Add more hops, add more oxygen, and add even more yeast.

13lbs of liquid extract will bump your OG up to 1.093 from 1.047, and will drop your IBU's.
 
It will be one SWEET beer. Yeast has a hard time fermenting all-malt high gravity beers. Once you get past 1.075 it would be a good idea to add simpler sugars to the boil to increase fermentability.
 
+1 on the comments above. You will need to compensate for

1. IBUs. Need to add more than double the hops to keep the beer balanced

2. yeast quanity and perhaps type. You will need a big fat yeast starter of a fairly well attenuating yeast to dry the bad boy out.

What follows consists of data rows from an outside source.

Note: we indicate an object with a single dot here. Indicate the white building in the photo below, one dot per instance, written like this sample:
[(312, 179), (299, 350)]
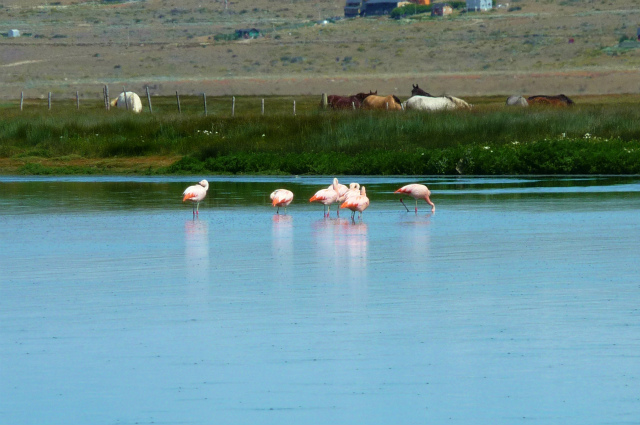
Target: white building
[(477, 5)]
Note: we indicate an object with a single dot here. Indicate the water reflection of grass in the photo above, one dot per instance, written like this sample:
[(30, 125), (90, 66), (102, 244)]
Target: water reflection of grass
[(594, 138)]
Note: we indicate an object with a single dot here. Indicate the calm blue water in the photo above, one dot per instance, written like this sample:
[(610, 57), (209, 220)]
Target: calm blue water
[(518, 301)]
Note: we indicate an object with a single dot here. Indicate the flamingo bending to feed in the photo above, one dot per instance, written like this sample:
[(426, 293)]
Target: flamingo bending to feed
[(354, 190), (417, 191), (327, 196), (357, 203), (196, 194), (281, 198)]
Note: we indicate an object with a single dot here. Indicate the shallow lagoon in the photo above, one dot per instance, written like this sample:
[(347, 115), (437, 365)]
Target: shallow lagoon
[(518, 301)]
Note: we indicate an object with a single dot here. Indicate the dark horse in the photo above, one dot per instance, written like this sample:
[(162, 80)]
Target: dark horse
[(417, 91), (347, 102), (559, 100)]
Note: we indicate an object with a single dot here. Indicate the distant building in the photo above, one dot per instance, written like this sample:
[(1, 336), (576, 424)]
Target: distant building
[(380, 7), (441, 9), (479, 5), (353, 8), (248, 33)]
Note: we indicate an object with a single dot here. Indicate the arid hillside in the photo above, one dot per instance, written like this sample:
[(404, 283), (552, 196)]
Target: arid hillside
[(569, 46)]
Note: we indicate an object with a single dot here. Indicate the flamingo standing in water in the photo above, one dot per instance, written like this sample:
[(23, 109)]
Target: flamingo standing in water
[(417, 191), (327, 196), (281, 198), (354, 190), (196, 194), (357, 203)]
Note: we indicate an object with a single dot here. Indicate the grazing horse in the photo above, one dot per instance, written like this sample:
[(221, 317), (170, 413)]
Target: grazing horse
[(517, 101), (133, 102), (430, 103), (417, 91), (559, 100), (390, 102), (335, 101)]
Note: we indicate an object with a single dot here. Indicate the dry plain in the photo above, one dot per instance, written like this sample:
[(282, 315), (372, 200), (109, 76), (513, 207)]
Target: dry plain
[(531, 47)]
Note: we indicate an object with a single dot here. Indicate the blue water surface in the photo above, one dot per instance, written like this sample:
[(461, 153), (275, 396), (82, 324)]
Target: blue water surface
[(518, 301)]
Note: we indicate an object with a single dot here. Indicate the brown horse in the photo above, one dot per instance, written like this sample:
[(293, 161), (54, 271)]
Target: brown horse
[(390, 102), (335, 101), (417, 91), (559, 100)]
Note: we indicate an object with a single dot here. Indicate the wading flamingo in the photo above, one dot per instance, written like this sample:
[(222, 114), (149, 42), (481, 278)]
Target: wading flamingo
[(354, 190), (196, 194), (357, 203), (281, 198), (417, 191), (327, 196)]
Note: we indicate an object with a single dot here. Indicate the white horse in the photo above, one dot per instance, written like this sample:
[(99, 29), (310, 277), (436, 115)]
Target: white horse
[(442, 103), (133, 102), (517, 101)]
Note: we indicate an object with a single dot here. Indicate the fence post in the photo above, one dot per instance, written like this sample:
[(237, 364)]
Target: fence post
[(204, 99), (126, 104), (149, 100)]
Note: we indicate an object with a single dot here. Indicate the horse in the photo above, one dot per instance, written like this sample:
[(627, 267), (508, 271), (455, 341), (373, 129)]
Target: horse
[(431, 103), (417, 91), (517, 101), (133, 102), (346, 102), (390, 102), (559, 100)]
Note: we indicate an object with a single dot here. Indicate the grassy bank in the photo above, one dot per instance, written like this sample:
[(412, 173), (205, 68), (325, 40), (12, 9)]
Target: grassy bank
[(593, 138)]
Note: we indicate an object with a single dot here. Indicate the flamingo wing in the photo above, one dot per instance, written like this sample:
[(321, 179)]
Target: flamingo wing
[(194, 193)]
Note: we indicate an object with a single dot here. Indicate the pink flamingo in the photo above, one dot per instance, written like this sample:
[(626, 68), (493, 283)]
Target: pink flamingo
[(354, 190), (281, 198), (417, 191), (357, 203), (327, 196), (196, 194)]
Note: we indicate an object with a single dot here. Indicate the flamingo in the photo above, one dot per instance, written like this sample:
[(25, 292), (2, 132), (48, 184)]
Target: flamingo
[(281, 198), (354, 190), (196, 194), (417, 191), (357, 203), (327, 196)]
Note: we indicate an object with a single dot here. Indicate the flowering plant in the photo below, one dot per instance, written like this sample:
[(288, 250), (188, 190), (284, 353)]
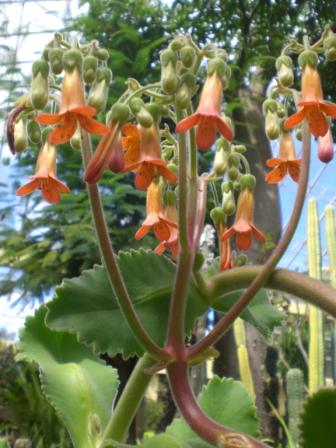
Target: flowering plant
[(146, 302)]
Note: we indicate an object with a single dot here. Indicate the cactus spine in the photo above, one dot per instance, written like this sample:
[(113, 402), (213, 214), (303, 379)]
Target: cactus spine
[(316, 350), (242, 355), (295, 399), (330, 224)]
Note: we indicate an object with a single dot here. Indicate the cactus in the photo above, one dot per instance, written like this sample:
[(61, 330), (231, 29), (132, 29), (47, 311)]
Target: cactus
[(316, 349), (295, 399), (242, 355), (330, 226)]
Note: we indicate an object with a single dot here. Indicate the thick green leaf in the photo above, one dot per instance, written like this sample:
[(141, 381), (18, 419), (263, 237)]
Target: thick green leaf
[(318, 428), (77, 384), (227, 402), (87, 306)]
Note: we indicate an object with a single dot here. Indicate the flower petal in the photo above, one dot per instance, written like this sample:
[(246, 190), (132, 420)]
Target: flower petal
[(27, 188), (187, 123), (295, 119)]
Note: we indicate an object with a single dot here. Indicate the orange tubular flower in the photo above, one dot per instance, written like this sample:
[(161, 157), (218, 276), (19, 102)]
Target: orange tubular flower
[(312, 106), (170, 212), (72, 109), (143, 156), (208, 115), (243, 225), (45, 177), (155, 218), (285, 162), (102, 155)]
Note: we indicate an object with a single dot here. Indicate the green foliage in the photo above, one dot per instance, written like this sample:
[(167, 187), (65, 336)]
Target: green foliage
[(318, 427), (83, 304), (70, 374), (23, 406), (225, 401)]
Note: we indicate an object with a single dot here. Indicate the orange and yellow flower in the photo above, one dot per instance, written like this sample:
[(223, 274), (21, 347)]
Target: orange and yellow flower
[(208, 115), (143, 155), (72, 111), (45, 177), (155, 218), (100, 160), (312, 107), (285, 163), (172, 243), (243, 226)]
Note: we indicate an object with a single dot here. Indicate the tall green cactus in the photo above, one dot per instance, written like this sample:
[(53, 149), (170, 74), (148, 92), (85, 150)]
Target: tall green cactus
[(316, 343), (295, 399), (330, 225), (242, 355)]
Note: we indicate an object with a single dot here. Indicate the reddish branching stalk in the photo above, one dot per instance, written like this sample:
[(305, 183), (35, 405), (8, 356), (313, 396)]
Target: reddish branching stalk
[(204, 426), (258, 282)]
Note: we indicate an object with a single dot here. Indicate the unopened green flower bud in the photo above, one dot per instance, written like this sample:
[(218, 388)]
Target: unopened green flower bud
[(102, 54), (72, 59), (168, 57), (286, 75), (241, 260), (220, 162), (99, 91), (90, 64), (234, 160), (187, 55), (240, 149), (56, 60), (34, 132), (227, 186), (247, 181), (75, 140), (198, 261), (283, 60), (270, 105), (228, 203), (20, 136), (120, 112), (154, 109), (233, 173), (217, 215), (220, 67), (178, 43), (272, 127), (169, 79), (210, 51), (169, 198), (308, 57)]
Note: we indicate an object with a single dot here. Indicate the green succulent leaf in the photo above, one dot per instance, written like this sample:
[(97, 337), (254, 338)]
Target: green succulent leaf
[(87, 305), (318, 427), (79, 386), (227, 402)]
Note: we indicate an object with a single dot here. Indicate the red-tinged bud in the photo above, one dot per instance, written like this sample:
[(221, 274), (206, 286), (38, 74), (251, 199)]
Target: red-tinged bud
[(55, 57), (99, 91), (325, 148), (90, 65), (34, 132), (20, 135), (39, 85), (308, 57)]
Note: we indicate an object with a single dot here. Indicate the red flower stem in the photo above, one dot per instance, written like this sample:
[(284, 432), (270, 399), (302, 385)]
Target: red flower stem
[(313, 291), (204, 426), (270, 264), (176, 333), (111, 264)]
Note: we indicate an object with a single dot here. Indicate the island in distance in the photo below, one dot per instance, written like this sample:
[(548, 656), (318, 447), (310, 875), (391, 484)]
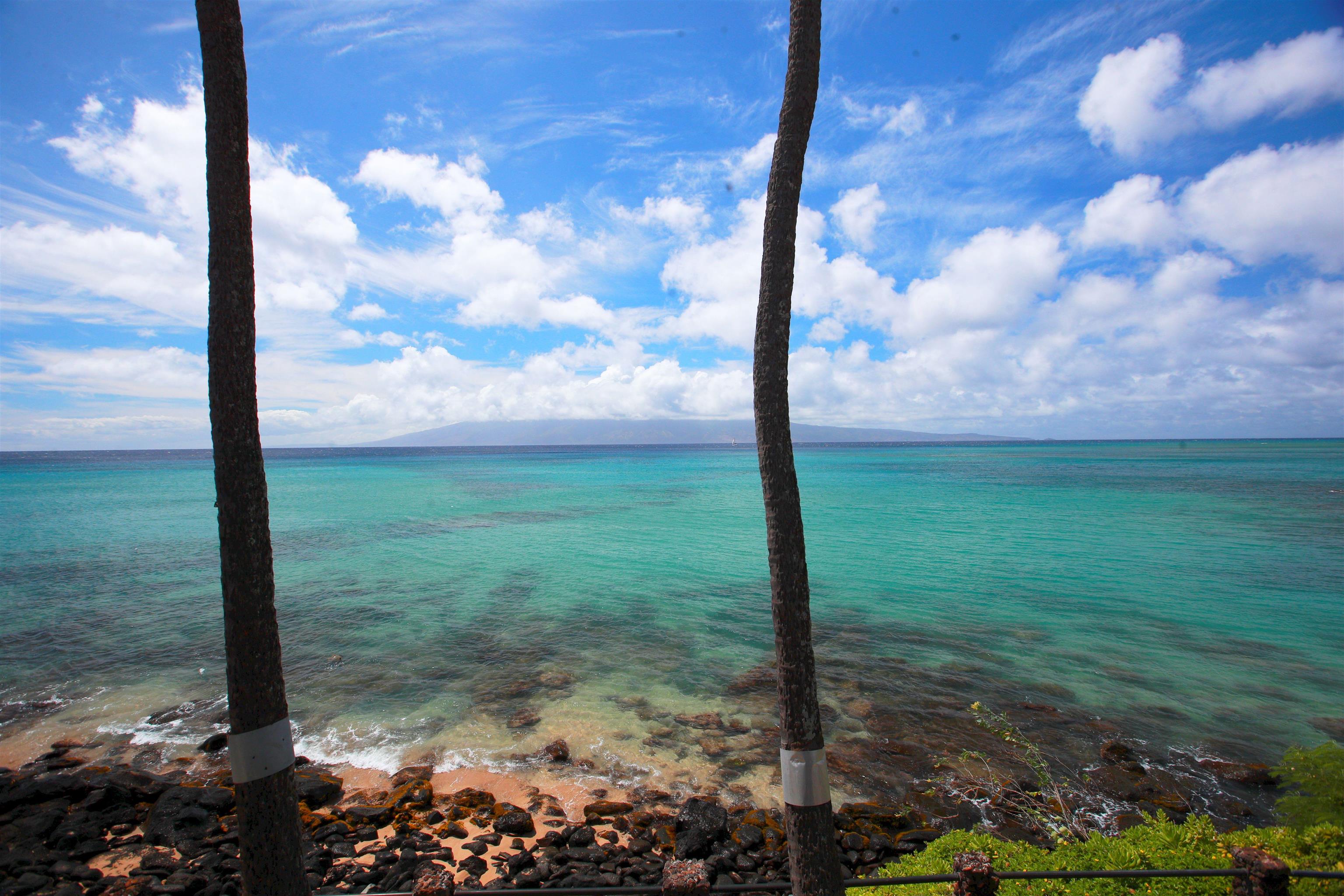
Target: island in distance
[(519, 433)]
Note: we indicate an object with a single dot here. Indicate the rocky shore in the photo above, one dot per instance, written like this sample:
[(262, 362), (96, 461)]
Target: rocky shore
[(72, 825), (132, 813)]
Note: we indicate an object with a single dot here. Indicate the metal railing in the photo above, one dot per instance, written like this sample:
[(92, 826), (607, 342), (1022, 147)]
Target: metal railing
[(784, 887)]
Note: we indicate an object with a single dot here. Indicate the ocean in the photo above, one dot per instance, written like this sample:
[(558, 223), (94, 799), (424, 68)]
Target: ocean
[(1186, 594)]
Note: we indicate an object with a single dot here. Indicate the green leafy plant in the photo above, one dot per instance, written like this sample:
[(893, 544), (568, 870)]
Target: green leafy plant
[(1158, 843), (1316, 778), (1049, 806)]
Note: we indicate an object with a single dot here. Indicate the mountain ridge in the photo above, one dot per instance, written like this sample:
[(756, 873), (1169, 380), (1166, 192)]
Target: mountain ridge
[(660, 432)]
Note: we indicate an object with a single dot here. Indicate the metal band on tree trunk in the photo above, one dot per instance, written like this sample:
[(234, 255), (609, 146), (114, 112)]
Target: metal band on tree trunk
[(261, 752), (804, 774)]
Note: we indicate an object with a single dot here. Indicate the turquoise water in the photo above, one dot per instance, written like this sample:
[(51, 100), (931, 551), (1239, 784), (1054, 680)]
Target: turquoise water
[(1189, 592)]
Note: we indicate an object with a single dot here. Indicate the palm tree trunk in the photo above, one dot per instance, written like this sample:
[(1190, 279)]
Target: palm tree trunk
[(814, 860), (268, 806)]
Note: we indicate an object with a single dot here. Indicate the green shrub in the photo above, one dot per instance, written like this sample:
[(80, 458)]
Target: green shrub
[(1318, 780), (1159, 843)]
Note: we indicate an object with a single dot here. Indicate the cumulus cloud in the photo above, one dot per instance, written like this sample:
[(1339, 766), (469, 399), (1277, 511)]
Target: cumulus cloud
[(750, 163), (721, 280), (857, 214), (1134, 101), (1273, 202), (986, 284), (301, 230), (1135, 213), (1124, 104), (1287, 78), (1256, 206)]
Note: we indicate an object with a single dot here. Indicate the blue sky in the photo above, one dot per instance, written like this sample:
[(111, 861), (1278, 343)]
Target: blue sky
[(1065, 221)]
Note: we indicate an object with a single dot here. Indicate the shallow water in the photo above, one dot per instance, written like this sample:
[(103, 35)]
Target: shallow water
[(1187, 592)]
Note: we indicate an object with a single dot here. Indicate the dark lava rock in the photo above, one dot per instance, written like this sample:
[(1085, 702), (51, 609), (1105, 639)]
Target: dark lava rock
[(1117, 751), (748, 837), (413, 794), (214, 743), (1242, 773), (556, 751), (187, 813), (698, 826), (515, 824), (39, 790), (472, 798), (318, 789), (1158, 788), (142, 786), (375, 816)]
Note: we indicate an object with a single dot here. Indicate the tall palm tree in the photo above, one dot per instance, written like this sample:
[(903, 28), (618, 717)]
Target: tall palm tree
[(814, 860), (268, 806)]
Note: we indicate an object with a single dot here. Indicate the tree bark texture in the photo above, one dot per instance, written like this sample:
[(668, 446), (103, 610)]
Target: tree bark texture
[(268, 808), (815, 863)]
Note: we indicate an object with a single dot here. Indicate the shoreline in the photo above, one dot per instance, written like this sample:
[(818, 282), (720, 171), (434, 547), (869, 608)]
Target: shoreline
[(937, 757), (128, 812)]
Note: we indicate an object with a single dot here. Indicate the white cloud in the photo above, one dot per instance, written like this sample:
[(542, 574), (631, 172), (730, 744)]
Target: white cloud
[(368, 312), (1191, 273), (857, 213), (546, 224), (990, 283), (301, 230), (1287, 78), (1121, 104), (1257, 206), (456, 190), (721, 280), (908, 119), (828, 329), (146, 272), (749, 163), (1134, 102), (674, 213), (1132, 213), (162, 373), (1273, 202)]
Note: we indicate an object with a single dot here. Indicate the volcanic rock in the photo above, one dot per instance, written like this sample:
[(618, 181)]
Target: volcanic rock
[(698, 826), (187, 813)]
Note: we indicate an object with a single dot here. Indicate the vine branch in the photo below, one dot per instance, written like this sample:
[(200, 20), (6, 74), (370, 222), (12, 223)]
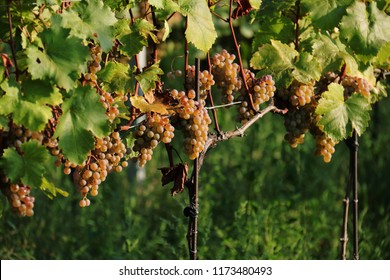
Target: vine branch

3. oxygenate the crap out of that wort
 
It will be one SWEET beer. Yeast has a hard time fermenting all-malt high gravity beers. Once you get past 1.075 it would be a good idea to add simpler sugars to the boil to increase fermentability.
+1. Such as corn sugar.
 
You don't need a starter if you are pitching dry yeast. Although, you will want to pitch more packets. Probably 2-3. Use the mrmalty.com yeast pitch rate calculator.
 
Wait... like what if I did this by accident and now what do I do? Otherwise, I can't imagine you'd do something like that on purpose. Most recipes are intended to balance multiple flavors, aromas, etc. to achieve something that is actually drinkable. Doubling one component (malt) of a recipe seems like a really bad idea to me.
 
I do it a lot. The cooper's cans I use are 1.7kg (3.75lb),& add 3lbs plain DME to that. It's not like 6-7 pounds of each.however. The can is pre-hopped with bittering only,the bag is plain (un-hopped),& I add 2oz of different hops in the typical ales. My IPA got 6oz. And they run 5.3% to 5.9%ABV,so that's a good range. I like good flavor without being too heavy so we can drink more than 1 or 2.